Атабек задумался, долго пребывал в несвычном для него состоянии смущения, как если бы плохо исполнил поручение Песаха. Но ведь это не так. Он сделал все, что было велено, заставил росского кагана втянуться в погоню за ним. Но тогда отчего смущение не оставляет его, многоопытного в воинских делах и в суждениях о жизни? Что же он все-таки сделал не так? Атабек еще и еще раз обращался мыслью к последнему походу на Русь, но не умел найти ничего, что стронуло бы с тропы Истины. И, наверное, потому, что смущение, несмотря на душевные подвиги, не исчезало, а даже укреплялось в нем, он едва прикоснулся к угощению и, сопровождаемый синебородым слугой, прошел в отведенные ему покои и прилег на разостланные пуховые одеяла.
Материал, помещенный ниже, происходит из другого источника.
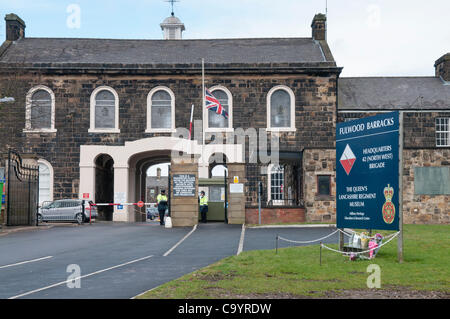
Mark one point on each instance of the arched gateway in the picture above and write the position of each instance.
(130, 161)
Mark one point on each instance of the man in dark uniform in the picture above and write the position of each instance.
(203, 206)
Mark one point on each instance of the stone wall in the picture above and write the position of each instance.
(315, 115)
(319, 208)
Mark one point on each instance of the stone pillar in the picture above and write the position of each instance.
(87, 182)
(236, 201)
(184, 210)
(121, 183)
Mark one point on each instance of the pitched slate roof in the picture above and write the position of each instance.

Во всю ночь он не сомкнул глаз, а едва запосверкивали утренние лучи солнца, в этих местах знобящие и как бы даже придавливающие в сердечной сути человека, совершил омовение зеленоватой водой, сладко, но вместе горчаще пахнущей речными травами, после чего встал на молитвенный коврик и долго, старательно бил поклоны, стремясь вызвать в воображении божественный лик Пророка. Но, к его досаде, не преуспел в этом. Все вспоминался дед по отцовской линии. Та линия вела к хорезмийскому воителю, прославившему свое имя в битвах с буртасами и черными булгарами. Он потеснил их и поставил свои знаки в прежде принадлежавших им землях. Дед не однажды совершал и набеги на Русь по воле царя иудейского, принявшего род его и многие другие роды. Он проверил крепость щита Рюрика, внука Гостомысла и сына его прекрасной дочери Умилы, которая во владении мечом не уступала и знатному гридю, и сказал после этого, что не надо воевать с россами, сильны те не только духом, а и Богами, коим поклоняются тьму лет. Иль совладаешь с россами, знатными еще и в становлении городов, обнесенных каменными стенами?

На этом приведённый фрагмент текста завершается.